I'm using parsimonious to do some parsing and I'm having trouble figuring out how to properly parse alternatives that share the first character in an unordered away:
For example:
Text:
2 > 3
2 >= 3
Grammar:
expr = ~"[0-9]+" space operator space ~"[0-9]+"
operator = ">" / "==" / "<" / ">=" / "<="
space = ~"[\\s]*"
The first line of the text will parse correctly, but the second line won't. It seems like it matches ">" then gets stuck since it sees a "=". It never matches ">=" as a whole. How do I make it do that without having to specify these in careful order? I tried using "&" for lookahead matching but that doesn't seem to work.
parsimonious is based on PEGs. One of the distinguished properties of PEGs is that alternative operator is ordered, i.e. alternative choices are always tried from left to right and the first successful match wins. Thus, PEG grammars are never ambiguous but you must be aware of this property when writing your grammar and order alternatives accordingly. PEGs are actually a specifications of recursive descent parsers.

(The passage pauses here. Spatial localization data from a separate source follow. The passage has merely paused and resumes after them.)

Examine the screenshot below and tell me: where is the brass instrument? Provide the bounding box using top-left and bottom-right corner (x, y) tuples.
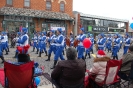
(65, 38), (71, 47)
(73, 39), (80, 47)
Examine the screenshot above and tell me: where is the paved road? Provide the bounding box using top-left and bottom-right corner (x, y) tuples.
(0, 46), (132, 88)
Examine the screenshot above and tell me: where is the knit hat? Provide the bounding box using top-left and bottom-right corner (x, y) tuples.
(97, 50), (106, 58)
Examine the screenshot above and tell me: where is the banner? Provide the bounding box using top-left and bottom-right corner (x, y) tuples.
(50, 27), (65, 31)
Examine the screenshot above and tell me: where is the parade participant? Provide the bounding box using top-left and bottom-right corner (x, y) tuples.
(38, 32), (47, 57)
(36, 32), (40, 54)
(77, 27), (86, 60)
(97, 33), (106, 50)
(17, 28), (29, 54)
(13, 32), (21, 58)
(32, 33), (38, 52)
(112, 34), (120, 60)
(45, 30), (56, 61)
(51, 28), (65, 69)
(85, 33), (91, 59)
(70, 32), (74, 47)
(90, 34), (94, 54)
(106, 34), (112, 52)
(123, 33), (131, 55)
(5, 32), (9, 52)
(1, 32), (8, 55)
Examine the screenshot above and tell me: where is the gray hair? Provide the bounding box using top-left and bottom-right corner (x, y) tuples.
(66, 48), (77, 60)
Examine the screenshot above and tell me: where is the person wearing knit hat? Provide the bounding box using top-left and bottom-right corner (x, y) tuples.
(112, 33), (120, 60)
(45, 30), (56, 61)
(123, 33), (131, 55)
(51, 28), (65, 69)
(97, 33), (106, 50)
(89, 50), (110, 83)
(106, 34), (112, 53)
(77, 27), (86, 60)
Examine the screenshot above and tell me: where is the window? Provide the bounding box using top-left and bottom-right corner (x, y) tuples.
(60, 1), (65, 12)
(46, 0), (52, 10)
(24, 0), (30, 7)
(6, 0), (12, 5)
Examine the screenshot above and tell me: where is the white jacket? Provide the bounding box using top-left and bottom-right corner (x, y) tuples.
(90, 57), (110, 83)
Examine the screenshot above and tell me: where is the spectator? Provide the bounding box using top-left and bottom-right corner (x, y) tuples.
(118, 45), (133, 80)
(89, 50), (110, 83)
(51, 47), (86, 88)
(18, 54), (30, 63)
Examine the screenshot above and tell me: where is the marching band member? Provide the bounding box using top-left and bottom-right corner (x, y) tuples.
(1, 32), (8, 55)
(17, 28), (29, 54)
(36, 32), (40, 54)
(85, 33), (91, 59)
(106, 34), (112, 52)
(38, 32), (47, 57)
(51, 28), (65, 69)
(45, 30), (56, 61)
(5, 32), (9, 52)
(13, 32), (21, 58)
(97, 33), (106, 50)
(77, 27), (86, 60)
(112, 34), (120, 60)
(70, 32), (74, 47)
(123, 33), (130, 55)
(90, 34), (94, 54)
(32, 33), (38, 52)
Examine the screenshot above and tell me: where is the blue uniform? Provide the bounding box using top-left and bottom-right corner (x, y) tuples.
(97, 38), (105, 50)
(77, 34), (86, 59)
(32, 34), (38, 51)
(123, 38), (130, 55)
(1, 32), (8, 55)
(112, 37), (120, 60)
(106, 37), (112, 52)
(54, 34), (65, 61)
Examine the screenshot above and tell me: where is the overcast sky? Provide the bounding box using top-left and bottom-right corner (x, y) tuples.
(73, 0), (133, 23)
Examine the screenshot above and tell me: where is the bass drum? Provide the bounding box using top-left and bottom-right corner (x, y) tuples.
(66, 38), (70, 47)
(73, 40), (80, 47)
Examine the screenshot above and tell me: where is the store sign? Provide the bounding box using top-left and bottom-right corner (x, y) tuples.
(92, 26), (108, 32)
(109, 28), (124, 32)
(51, 27), (65, 31)
(4, 15), (33, 22)
(45, 19), (65, 24)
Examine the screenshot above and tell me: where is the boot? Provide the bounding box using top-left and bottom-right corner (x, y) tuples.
(38, 52), (41, 57)
(82, 56), (85, 61)
(45, 54), (51, 61)
(32, 47), (35, 52)
(91, 49), (94, 54)
(36, 49), (39, 54)
(113, 56), (116, 60)
(116, 55), (118, 60)
(45, 51), (48, 56)
(62, 50), (65, 55)
(85, 53), (87, 59)
(8, 48), (10, 52)
(51, 60), (57, 69)
(13, 52), (18, 58)
(5, 50), (8, 55)
(88, 53), (91, 58)
(0, 56), (5, 63)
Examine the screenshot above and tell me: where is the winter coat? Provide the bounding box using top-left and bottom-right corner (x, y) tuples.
(90, 56), (110, 83)
(121, 51), (133, 74)
(51, 59), (86, 86)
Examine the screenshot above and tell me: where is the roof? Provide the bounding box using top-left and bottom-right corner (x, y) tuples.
(0, 7), (74, 21)
(74, 11), (128, 22)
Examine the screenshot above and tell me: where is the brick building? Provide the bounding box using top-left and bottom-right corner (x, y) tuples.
(0, 0), (74, 38)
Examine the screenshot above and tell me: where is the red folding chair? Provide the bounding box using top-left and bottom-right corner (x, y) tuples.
(4, 61), (37, 88)
(88, 59), (122, 88)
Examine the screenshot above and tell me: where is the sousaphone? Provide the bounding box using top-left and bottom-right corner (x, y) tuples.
(73, 39), (80, 47)
(65, 38), (71, 47)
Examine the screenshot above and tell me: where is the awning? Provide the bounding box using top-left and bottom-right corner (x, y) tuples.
(0, 7), (74, 21)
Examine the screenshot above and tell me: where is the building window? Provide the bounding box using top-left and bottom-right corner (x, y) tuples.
(24, 0), (30, 7)
(60, 1), (65, 12)
(46, 0), (52, 10)
(6, 0), (13, 5)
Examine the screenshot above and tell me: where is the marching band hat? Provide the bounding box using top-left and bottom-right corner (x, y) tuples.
(80, 27), (85, 32)
(57, 28), (62, 33)
(22, 28), (28, 33)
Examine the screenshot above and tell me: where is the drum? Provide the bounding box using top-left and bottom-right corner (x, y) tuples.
(73, 40), (80, 47)
(66, 38), (70, 47)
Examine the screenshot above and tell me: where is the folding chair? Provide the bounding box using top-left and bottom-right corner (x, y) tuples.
(120, 60), (133, 88)
(4, 61), (37, 88)
(88, 60), (122, 88)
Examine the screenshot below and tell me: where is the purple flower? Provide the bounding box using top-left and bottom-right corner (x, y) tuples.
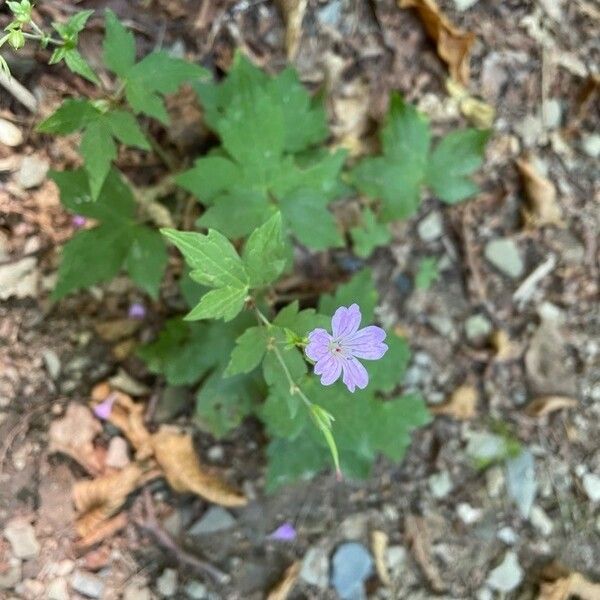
(72, 215), (86, 228)
(93, 393), (116, 420)
(268, 522), (297, 541)
(128, 302), (146, 320)
(305, 304), (388, 393)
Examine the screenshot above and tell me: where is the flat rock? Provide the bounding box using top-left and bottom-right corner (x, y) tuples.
(47, 578), (69, 600)
(105, 436), (130, 469)
(189, 507), (236, 536)
(465, 314), (492, 343)
(429, 471), (453, 499)
(157, 568), (178, 597)
(0, 558), (21, 590)
(184, 580), (208, 599)
(0, 118), (23, 146)
(300, 546), (329, 589)
(417, 211), (443, 242)
(457, 503), (482, 525)
(0, 257), (39, 300)
(582, 473), (600, 502)
(485, 551), (523, 593)
(3, 518), (40, 559)
(484, 238), (524, 278)
(453, 0), (480, 9)
(123, 583), (152, 600)
(330, 542), (373, 600)
(529, 505), (553, 536)
(17, 155), (49, 189)
(71, 570), (104, 599)
(42, 349), (61, 380)
(581, 133), (600, 158)
(506, 449), (537, 519)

In your case you should really reorder matches in operator
production so that >=
is tried first. The other solution would be to prevent >
match to be successful if followed by =
. This is achieved using syntactic predicate Not
. In parsimonious it is denoted with !
, so this should work also:
operator = ">" !"=" / "==" / "<" / ">=" / "<="
This applies generally to all PEG parsers. It is not parsimonious specific.